Great summary of the conversation. A couple of quibbles.

I don't agree with your aside about computational theories of representation being stuck in a binary thinking of symbol/referent. Modern computational theories of representation are functional, not semiotic, and do not begin with language but with perception—with the problem of how an embodied system makes sense of an environment in order to act. This involves both compression (finding operational statistical patterns in brute reality) and decompression (acting on these patterns) and resonates with your discussion of ontogeny.

Computational theories seek to explain how organisms, long before the emergence of language, construct usable internal models of their environments. Here representation captures the statistical regularities of an environment too complex or latent to be perceived directly. Crucially, they are not full encodings of the world, but compressed histories of interaction—"entropic prunings" or informational shortcuts shaped by the demands of relevance, memory, and survival. Representation becomes a way of reducing uncertainty just enough to act, and of managing complexity through selective loss or compression.

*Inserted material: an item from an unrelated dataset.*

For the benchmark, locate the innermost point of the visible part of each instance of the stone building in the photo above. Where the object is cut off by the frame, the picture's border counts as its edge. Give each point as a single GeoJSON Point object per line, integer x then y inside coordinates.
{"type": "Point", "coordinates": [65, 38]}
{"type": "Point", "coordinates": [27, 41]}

Representation, in this view, is not primarily a matter of linguistic signification, but of adaptive modeling: the capacity to compress sensory input and use this compressed signal to guide action in uncertain conditions. From this perspective, language is not the origin of representation but an extension of prelinguistic capacities for pattern recognition, prediction, and abstraction. Where semiotic theory often assumes language as the ground of meaning, computational accounts see language as a late-emerging, evolutionarily scaffolded tool—a highly structured compression of more basic compressions that allow for inference and interaction. Symbolic language, in this account, emerges *on top* of these prelinguistic cognitive representational architectures. Language is not the precondition of thought, but a tool for enhancing it: a late-evolving, socially shared representational system that externalizes and refines the brain’s capacity for simulation, compression, and abstraction. This reframing allows for a continuity between the representational capacities of simple organisms, nonverbal children, and fully linguistic adults, linking perception and action to cognition in a single framework that does not require prior access to symbolic systems. Language, then, does not *generate* representation but *reorganizes* it by introducing new constraints, affordances, and social dynamics, while still depending on the underlying capacity of agents to build and update internal models through engagement with the world.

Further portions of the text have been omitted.